Rule will be applicable for the settings where claims have been brought up by the plaintiff on behalf of the employee such as concerning the payments of pension, which could have been paid by the company if company had not suffered the loss. Rule will also be applicable if the claim is brought up in the capacity of the creditor of the company for the repayments which company could have managed to pay if it doesn’t undergo the loss of its own. Rule will stand applicable and valid as long as the claims remain intact, regardless of the form of the sought relief, concerning any duties or levies which company could claim for itself. It is usually considered that even thought the claims of the company could have been met by the defence of the defendant or the defence of the person who committed wrong but plaintiff could still be restrained to go into the proceedings for the personal claims as per the no reflective loss principle regardless of the fact that issue of double recovery and the creditor’s claims is not being arising. However, this issue stills need the consideration in the Hong Kong as the matter is not yet settled that whether this rule applies on the circumstances where defendant that the plaintiff seeks to sue is different from that defendant which company deems to sue.
Situations where Rules against the Reflective Loss does not Apply
After getting out of the question of how to incorporate a company in Hong Kong and for the circumstances where the loss of the member and the company is distinct and separate from the loss of the company, member is entitled to pursue his / her personal actions for such circumstances. To determine and examine the situation to affirm the understanding that loss of member is distinct and separate from the loss of member, Court of Appeal introduces and subsequently applied the test, to determine whether the alleged loss enables company to compensate, once it recovers its own loss. Such financial loss of the member which company could have paid to them if itself does not suffer a loss, is regarded as reflective loss. Basically, a loss which member have sustained to deem to sustain due to their inability to recourse the company’s capital or funds, which company could not have sustained itself, will be considered as the separate and the distinct loss. This can better be understood by referring to the case of Gore Wood and Co, where the plaintiff who was also a shareholder of the company deems to brought a personal action against his solicitor, on the basis of the argument that solicitor is found to be in the breach of duty of care, owed to the company and to the plaintiff. The extent of duty of care owed personally to the plaintiff arises from the same facts as it was for the company. The House of Lords struck out plaintiff’s claims for the payment and the award of compensation for his loss, on the grounds that company would have paid the sought compensation to the plaintiff’s pension fund if it did not suffer the alleged loss by the negligence of the solicitor. The House of Lords denies award of compensation because such pray falls within the jurisdiction of reflective loss, but The House of Lords accepted the concept of enhancement or increment in the pension fund and thus enhancing value of the pension, if company could had been able to make the pension payment thus accepting this loss, a separate and distinct loss.

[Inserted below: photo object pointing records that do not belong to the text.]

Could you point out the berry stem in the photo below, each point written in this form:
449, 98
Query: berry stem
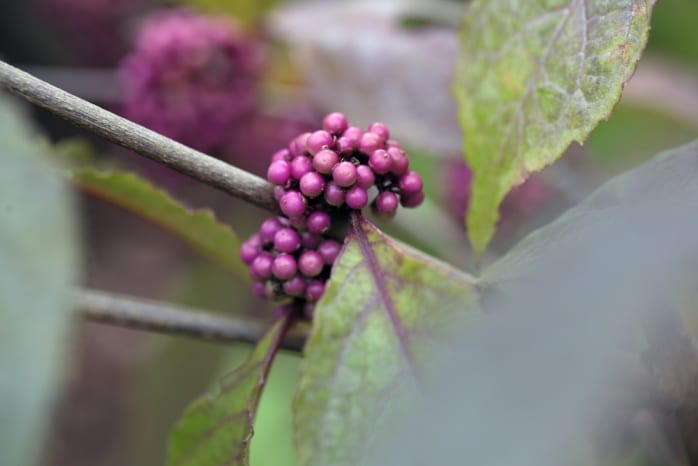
213, 172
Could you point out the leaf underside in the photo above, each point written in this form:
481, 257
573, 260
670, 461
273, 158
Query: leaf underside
216, 430
532, 77
198, 228
385, 309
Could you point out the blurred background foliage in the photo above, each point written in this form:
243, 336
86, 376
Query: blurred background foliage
126, 388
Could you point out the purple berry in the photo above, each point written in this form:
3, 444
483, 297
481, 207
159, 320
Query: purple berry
356, 198
249, 252
344, 174
410, 183
345, 145
400, 163
387, 202
380, 162
334, 195
319, 222
370, 142
335, 123
261, 267
295, 286
319, 140
380, 129
269, 228
282, 154
325, 160
412, 200
287, 240
314, 290
353, 133
310, 240
365, 177
300, 166
329, 250
312, 184
292, 204
279, 172
284, 267
310, 263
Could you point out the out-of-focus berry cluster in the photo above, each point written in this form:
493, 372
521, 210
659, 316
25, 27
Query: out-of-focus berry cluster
320, 178
190, 77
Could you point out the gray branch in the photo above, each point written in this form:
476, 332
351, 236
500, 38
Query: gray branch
125, 133
136, 313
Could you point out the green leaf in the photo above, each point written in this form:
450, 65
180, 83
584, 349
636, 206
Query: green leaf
216, 430
38, 268
534, 76
198, 228
385, 307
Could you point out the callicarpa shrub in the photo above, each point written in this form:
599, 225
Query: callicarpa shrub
190, 77
321, 177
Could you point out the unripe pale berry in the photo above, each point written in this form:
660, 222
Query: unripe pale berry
284, 266
292, 204
344, 174
312, 184
310, 263
325, 160
279, 172
356, 198
318, 222
300, 166
287, 240
335, 123
380, 162
319, 140
410, 183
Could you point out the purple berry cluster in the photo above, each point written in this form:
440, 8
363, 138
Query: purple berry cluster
319, 178
191, 77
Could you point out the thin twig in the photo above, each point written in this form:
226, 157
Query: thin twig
125, 133
136, 313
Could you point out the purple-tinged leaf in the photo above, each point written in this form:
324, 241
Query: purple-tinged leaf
198, 228
216, 430
386, 308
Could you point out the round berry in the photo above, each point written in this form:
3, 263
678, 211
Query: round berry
410, 183
310, 263
356, 198
334, 195
287, 240
365, 177
344, 174
284, 267
387, 202
292, 204
279, 172
319, 222
300, 166
370, 142
380, 129
400, 163
329, 250
295, 286
380, 161
310, 240
261, 267
269, 228
314, 290
335, 123
412, 200
249, 252
312, 184
319, 140
325, 160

The rule against the reflective loss would also be held invalid if the sought remedy by the plaintiff for the incurred loss is not reflective of the loss caused to the company. For instance, consider a situation where court has allowed members to exercise their personal actions to restrain the company from the issuance of shares and diluting the voting powers of the members, even for the situation where the alleged mis-conduct is also being suffered by the company such as breach of fiduciary duties owed to the company. If any sought remedy or the cause of action by the members amounts to any proceedings of injunction or the declaration then for such circumstances issue of double recovery nor the problem of the damage to the interests of the creditor, arises.

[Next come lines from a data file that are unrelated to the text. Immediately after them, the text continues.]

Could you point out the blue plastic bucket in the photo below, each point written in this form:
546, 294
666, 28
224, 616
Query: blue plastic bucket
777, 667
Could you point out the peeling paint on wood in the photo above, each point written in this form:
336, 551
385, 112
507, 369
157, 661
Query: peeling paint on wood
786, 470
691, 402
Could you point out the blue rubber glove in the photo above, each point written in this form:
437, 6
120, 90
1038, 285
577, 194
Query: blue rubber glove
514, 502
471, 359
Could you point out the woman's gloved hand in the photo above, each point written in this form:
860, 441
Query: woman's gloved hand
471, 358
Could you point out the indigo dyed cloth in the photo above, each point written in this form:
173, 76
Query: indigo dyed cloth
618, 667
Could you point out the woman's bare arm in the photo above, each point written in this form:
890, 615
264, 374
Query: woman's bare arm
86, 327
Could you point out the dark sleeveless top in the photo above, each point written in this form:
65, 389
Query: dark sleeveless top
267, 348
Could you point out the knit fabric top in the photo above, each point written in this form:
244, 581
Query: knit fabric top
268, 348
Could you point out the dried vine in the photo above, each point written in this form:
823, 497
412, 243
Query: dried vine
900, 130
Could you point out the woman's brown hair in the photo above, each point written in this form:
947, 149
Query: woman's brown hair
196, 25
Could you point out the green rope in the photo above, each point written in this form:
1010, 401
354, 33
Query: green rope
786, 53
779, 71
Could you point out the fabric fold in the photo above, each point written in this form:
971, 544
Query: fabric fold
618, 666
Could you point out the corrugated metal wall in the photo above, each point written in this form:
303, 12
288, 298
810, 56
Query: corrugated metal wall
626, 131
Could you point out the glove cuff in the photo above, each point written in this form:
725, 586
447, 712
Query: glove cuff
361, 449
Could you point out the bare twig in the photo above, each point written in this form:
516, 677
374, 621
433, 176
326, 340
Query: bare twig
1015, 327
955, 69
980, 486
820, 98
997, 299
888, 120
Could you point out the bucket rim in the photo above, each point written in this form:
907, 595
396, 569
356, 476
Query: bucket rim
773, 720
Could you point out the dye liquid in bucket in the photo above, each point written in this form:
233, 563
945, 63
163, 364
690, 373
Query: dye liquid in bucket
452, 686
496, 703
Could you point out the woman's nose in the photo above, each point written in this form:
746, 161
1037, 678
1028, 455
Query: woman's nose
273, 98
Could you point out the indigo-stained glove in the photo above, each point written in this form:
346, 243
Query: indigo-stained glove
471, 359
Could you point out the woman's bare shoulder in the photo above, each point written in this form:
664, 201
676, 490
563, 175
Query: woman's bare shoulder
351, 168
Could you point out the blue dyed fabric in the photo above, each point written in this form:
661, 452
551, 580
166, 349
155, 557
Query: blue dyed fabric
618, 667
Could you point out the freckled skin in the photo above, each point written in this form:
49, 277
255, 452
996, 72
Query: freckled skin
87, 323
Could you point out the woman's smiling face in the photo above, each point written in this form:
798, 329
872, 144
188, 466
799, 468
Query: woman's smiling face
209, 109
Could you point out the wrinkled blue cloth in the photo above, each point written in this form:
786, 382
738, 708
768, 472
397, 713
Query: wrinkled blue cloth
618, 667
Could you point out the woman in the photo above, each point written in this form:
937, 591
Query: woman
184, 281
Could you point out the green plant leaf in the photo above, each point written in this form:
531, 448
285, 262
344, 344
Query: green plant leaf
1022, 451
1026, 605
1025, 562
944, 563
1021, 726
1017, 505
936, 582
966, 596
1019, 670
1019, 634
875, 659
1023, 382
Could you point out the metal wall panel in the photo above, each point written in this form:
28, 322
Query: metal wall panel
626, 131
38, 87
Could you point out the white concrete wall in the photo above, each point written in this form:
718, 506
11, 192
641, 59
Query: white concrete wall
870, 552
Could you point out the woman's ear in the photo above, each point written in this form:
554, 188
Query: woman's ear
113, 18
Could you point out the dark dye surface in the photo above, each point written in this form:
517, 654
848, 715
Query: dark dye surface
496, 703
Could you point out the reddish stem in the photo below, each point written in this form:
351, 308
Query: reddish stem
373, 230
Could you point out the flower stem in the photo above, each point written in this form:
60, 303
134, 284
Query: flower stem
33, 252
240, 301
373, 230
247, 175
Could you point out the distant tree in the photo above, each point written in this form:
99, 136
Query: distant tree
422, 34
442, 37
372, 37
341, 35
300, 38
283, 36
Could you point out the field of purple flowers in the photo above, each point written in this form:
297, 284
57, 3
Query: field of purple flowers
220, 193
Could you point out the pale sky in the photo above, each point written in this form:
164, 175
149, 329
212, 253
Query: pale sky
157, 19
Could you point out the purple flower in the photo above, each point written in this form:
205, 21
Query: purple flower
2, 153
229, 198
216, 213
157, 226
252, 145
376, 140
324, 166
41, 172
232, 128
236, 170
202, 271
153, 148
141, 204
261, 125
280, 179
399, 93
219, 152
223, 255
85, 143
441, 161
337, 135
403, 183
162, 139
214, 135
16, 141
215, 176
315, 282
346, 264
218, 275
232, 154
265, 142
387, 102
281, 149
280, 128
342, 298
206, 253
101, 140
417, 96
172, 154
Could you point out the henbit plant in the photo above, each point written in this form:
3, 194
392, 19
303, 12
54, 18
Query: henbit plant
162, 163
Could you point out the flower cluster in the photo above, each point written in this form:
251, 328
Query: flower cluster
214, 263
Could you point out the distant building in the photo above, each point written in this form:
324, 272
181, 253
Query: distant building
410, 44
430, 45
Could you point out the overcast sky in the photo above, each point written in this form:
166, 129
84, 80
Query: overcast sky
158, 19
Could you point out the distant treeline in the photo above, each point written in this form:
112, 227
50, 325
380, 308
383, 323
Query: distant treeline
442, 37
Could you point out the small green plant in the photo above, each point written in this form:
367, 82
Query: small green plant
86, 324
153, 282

For the case when company does not pursue its claims for the compensation but the member goes into the proceedings regarding claim of wrong done to them, then even though the loss caused to the member is of reflective nature that is, the loss of the member is the reflection of the loss incurred by the company, then member shall be entitled to pursue his / her claims for the incurred loss. This situation can be made clear by referring to the example where defendant contracted with the member of the company regarding sale of goods to the company and while being in this trade agreement defendant was found to be in the breach of contract. Through this breach of contract defendant caused loss to both company and the member. Even though it seems that the loss member incurred was the devaluation of the shares because of shrinking of company’s assets and thus loss is meant to be the reflective loss, but member would still be entitled for the recovery of loss from the defendant even if company does not commence the proceedings of recovery of loss from the defendant.

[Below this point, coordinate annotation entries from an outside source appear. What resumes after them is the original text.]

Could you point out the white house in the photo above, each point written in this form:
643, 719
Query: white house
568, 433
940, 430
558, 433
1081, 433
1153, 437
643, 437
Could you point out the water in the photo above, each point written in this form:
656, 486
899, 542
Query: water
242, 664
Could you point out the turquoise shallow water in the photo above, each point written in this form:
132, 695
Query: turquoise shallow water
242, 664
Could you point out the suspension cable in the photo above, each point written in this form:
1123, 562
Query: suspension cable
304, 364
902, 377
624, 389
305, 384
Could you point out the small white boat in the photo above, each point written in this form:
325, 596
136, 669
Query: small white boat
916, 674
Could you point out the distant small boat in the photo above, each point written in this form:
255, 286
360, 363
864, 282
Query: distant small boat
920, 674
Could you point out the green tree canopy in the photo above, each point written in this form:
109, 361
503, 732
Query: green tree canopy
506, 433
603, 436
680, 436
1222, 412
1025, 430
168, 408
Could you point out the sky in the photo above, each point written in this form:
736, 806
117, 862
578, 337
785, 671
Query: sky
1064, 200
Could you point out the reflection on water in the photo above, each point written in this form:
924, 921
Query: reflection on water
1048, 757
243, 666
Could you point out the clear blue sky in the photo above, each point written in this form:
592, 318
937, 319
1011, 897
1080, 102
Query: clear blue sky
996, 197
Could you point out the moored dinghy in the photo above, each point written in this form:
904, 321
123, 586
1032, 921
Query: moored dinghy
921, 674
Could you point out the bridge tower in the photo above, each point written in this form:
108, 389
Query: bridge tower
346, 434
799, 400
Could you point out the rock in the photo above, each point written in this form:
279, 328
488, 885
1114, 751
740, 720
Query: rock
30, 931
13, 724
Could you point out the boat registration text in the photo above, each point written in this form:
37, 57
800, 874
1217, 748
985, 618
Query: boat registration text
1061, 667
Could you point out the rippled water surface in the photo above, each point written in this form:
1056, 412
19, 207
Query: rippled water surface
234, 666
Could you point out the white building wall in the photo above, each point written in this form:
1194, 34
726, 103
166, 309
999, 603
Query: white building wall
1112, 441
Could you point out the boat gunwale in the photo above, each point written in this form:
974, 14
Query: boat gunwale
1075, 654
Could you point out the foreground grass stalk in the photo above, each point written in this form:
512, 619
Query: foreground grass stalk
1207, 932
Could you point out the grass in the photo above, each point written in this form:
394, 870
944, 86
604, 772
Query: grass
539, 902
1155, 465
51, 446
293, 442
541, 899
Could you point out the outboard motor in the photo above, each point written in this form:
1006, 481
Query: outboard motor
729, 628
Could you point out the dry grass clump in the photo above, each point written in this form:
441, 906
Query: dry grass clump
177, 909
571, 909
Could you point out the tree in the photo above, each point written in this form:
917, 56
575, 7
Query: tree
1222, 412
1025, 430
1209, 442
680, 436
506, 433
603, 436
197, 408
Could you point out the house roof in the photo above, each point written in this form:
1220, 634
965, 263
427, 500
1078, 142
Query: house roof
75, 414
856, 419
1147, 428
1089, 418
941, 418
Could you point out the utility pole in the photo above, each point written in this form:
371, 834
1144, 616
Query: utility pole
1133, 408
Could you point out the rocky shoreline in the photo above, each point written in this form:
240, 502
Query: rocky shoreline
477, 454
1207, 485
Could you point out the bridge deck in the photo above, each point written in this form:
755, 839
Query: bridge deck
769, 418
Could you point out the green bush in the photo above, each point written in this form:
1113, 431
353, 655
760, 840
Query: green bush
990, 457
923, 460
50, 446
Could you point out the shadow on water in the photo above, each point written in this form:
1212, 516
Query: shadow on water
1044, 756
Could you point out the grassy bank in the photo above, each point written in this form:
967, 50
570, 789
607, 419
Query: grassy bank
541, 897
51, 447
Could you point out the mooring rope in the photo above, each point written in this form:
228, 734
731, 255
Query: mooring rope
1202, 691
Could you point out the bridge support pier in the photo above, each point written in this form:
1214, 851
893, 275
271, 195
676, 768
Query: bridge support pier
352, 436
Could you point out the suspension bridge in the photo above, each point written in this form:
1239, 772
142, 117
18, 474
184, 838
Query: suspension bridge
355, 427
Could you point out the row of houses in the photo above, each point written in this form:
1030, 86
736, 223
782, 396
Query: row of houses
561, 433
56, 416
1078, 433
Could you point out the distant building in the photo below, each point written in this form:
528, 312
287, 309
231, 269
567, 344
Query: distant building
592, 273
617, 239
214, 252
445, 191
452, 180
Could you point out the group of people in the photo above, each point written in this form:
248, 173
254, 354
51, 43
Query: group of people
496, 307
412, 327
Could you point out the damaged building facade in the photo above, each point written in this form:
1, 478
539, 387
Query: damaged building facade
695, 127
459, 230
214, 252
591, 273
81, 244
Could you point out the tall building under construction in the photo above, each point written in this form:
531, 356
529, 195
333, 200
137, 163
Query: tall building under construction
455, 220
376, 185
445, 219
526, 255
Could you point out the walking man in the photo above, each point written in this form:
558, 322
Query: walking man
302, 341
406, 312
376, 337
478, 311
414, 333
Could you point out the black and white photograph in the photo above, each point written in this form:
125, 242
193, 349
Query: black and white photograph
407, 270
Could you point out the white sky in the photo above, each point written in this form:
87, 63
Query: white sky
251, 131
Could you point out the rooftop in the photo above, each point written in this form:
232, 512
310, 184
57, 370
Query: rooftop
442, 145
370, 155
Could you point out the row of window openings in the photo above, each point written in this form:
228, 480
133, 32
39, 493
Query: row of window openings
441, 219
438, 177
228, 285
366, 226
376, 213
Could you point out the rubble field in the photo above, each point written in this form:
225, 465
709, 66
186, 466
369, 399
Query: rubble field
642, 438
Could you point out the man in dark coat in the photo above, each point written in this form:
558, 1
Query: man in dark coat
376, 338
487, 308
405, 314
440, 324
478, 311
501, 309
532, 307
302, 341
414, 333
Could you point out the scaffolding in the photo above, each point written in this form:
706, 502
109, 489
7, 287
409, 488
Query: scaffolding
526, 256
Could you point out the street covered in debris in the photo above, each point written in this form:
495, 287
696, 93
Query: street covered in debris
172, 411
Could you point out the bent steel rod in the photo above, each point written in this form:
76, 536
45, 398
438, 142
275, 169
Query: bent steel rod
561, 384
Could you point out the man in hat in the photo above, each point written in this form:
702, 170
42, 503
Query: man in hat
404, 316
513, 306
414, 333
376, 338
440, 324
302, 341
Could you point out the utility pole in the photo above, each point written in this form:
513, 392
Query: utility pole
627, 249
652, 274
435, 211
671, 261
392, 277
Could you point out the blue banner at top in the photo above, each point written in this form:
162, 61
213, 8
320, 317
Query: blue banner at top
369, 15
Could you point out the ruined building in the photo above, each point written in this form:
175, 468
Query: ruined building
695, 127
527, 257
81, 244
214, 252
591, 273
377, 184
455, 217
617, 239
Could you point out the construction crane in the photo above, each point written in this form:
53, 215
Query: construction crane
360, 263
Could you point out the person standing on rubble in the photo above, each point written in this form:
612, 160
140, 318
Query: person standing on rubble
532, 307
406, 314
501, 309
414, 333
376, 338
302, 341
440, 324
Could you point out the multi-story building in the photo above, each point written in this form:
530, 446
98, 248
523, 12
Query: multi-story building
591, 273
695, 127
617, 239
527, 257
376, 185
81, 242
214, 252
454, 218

Courts however understand that there is some limitations on the application of the rule against the reflective rules and so does what proceedings of number of cases implies. Assume the situation where the person who have done wrong to the company, disables company to pursue or take any action against his / her mis-conduct through any wrong mean or any mis conduct then in this situation plaintiff holds the credentials and so does the eligibility to commence proceedings against the wrong doer for the recovery of compensation of his / her personal loss. However, this limitation or exception was depreciated by the Lord Millet NPJ. Lord Millet NPJ in the case of Chan Chun Hoo, before the Court of Final Appeal, communicated that principle against the reflective loss can only be applied if company either fails or denies to sue the wrong doer for the cause which led it to the loss. In addition to this, if the company settles the matter which is prone to any wrong doing or the mis conduct, with the wrong doer, on the considerable and quite generous terms, even this does not justify the disapplication of the rule against the reflective loss.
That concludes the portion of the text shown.